Ich lachte und fing dabei Pyles Blick auf; er betrachtete mich schockiert und erstaunt, und plötzlich wurde mir klar, daß er dem, was Miss Hei zu sagen hatte, aufrichtiges Interesse entgegenbrachte. Während ich das Dinner bestellte (trotz Phuongs Beteuerung, sie sei nicht hungrig, wußte ich, daß sie ein ausgiebiges Beefsteak tatare mit zwei rohen Eiern und so weiter wohl vertragen konnte), hörte ich zu, wie er die Kinderfrage ernsthaft erörterte. »Ich habe mir schon immer gedacht, daß ich viele Kinder haben möchte«, erklärte er. »Eine große Familie ist ein wunderbarer Lebenszweck. Sie festigt die Ehe. Und auch für die Kinder ist das gut. Ich war ein Einzelkind, und das ist ein großer Nachteil.« Nie zuvor hatte ich ihn so viel reden hören.

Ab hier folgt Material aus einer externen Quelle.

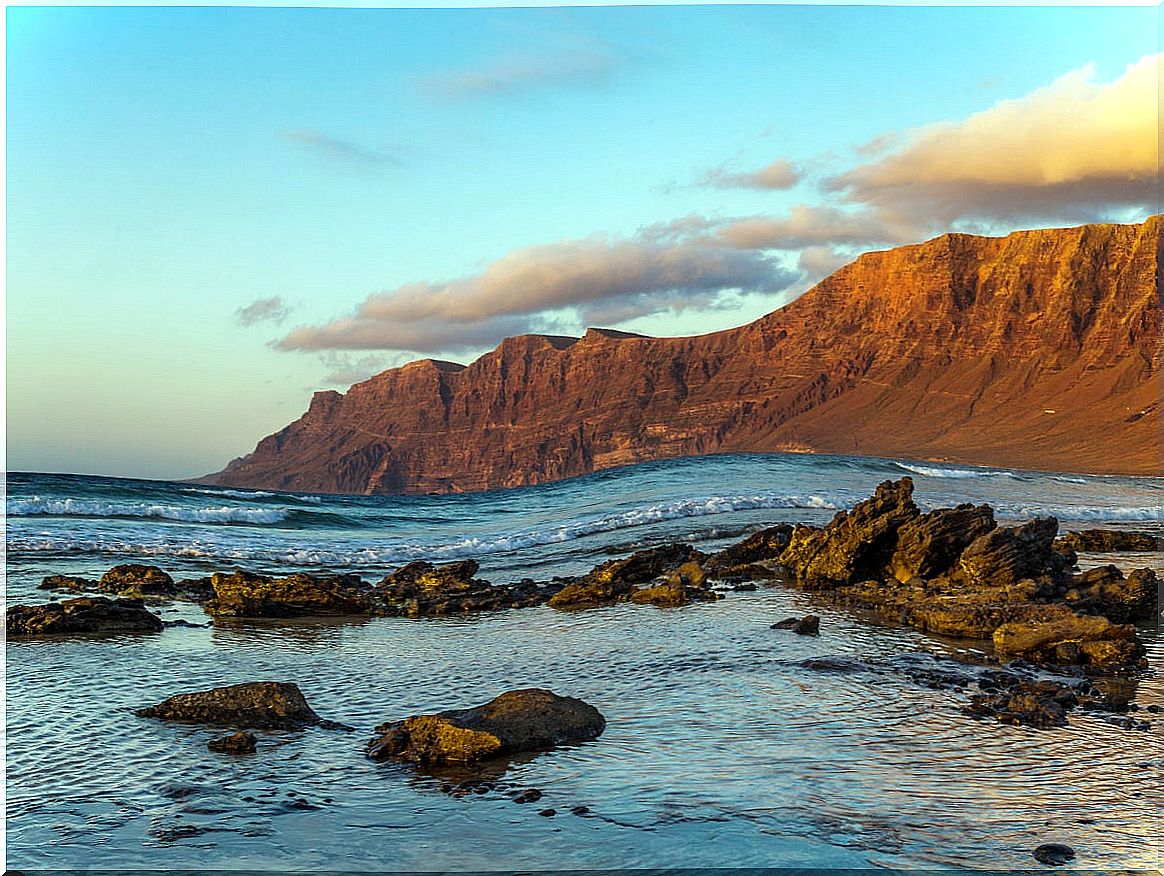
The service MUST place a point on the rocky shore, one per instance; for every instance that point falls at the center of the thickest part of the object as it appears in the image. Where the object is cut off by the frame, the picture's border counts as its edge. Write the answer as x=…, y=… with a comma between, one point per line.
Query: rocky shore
x=1012, y=591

»Wie alt ist Ihr Herr Vater?« fragte Miss Hei in ihrer Unersättlichkeit.
»Neunundsechzig.«
»Alte Leute lieben Enkelkinder. Es ist sehr traurig, daß meine Schwester keine Eltern mehr hat, die sich an ihren Kindern erfreuen könnten. Wenn der Tag kommt«, fügte sie mit einem unheildrohenden Blick auf mich hinzu.

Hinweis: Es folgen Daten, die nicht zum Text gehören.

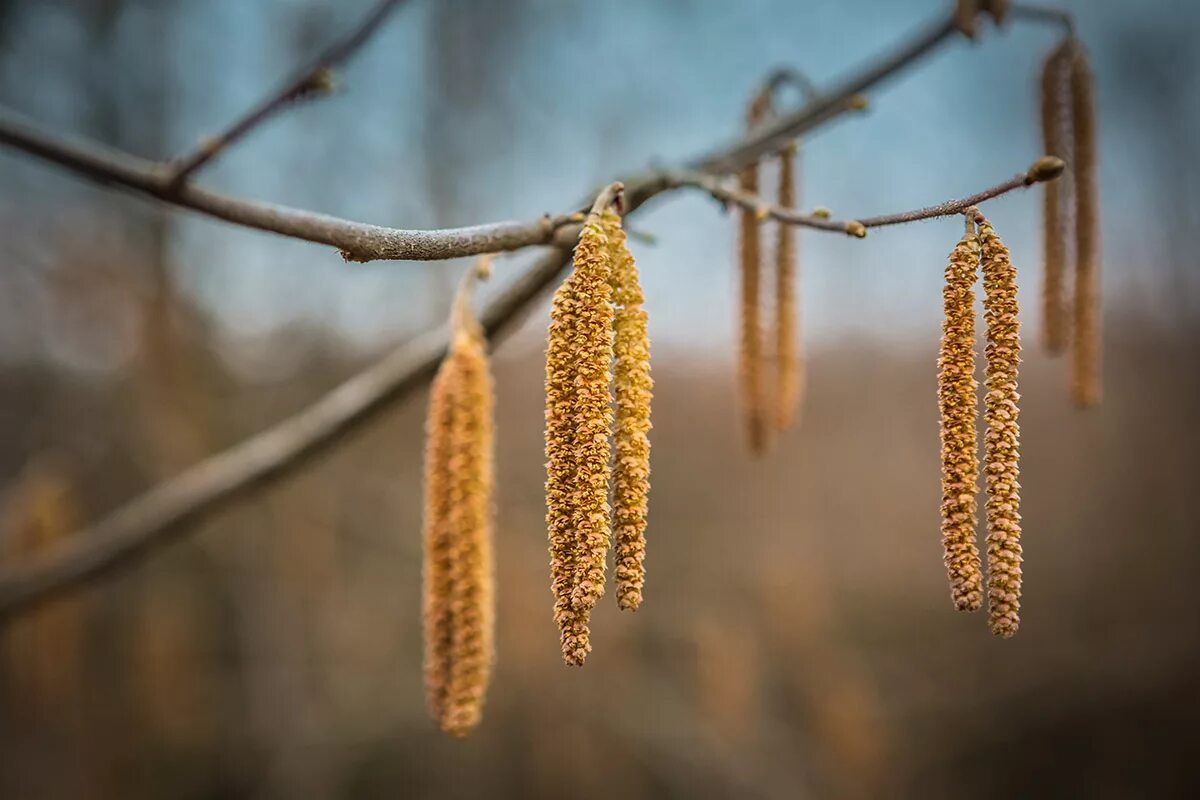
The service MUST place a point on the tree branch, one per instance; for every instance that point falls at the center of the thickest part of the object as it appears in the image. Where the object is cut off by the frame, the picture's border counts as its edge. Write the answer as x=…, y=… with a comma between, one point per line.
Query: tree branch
x=315, y=79
x=357, y=241
x=168, y=510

»Und daß Sie auch keine mehr haben«, ergänzte Pyle, wie mir schien, ziemlich überflüssigerweise.
»Unser Vater stammte aus einer überaus vornehmen Familie. Er war ein Mandarin in Hue.«
»Ich habe für euch alle Dinner bestellt«, sagte ich.
Miss Hei erhob Einspruch: »Nicht für mich! Ich muß zu meinen Bekannten zurückgehen. Mr. Pyle würde ich sehr gern einmal wiedersehen. Vielleicht könnten Sie es so einrichten.«
»Wenn ich aus dem Norden zurückkomme«, erwiderte ich.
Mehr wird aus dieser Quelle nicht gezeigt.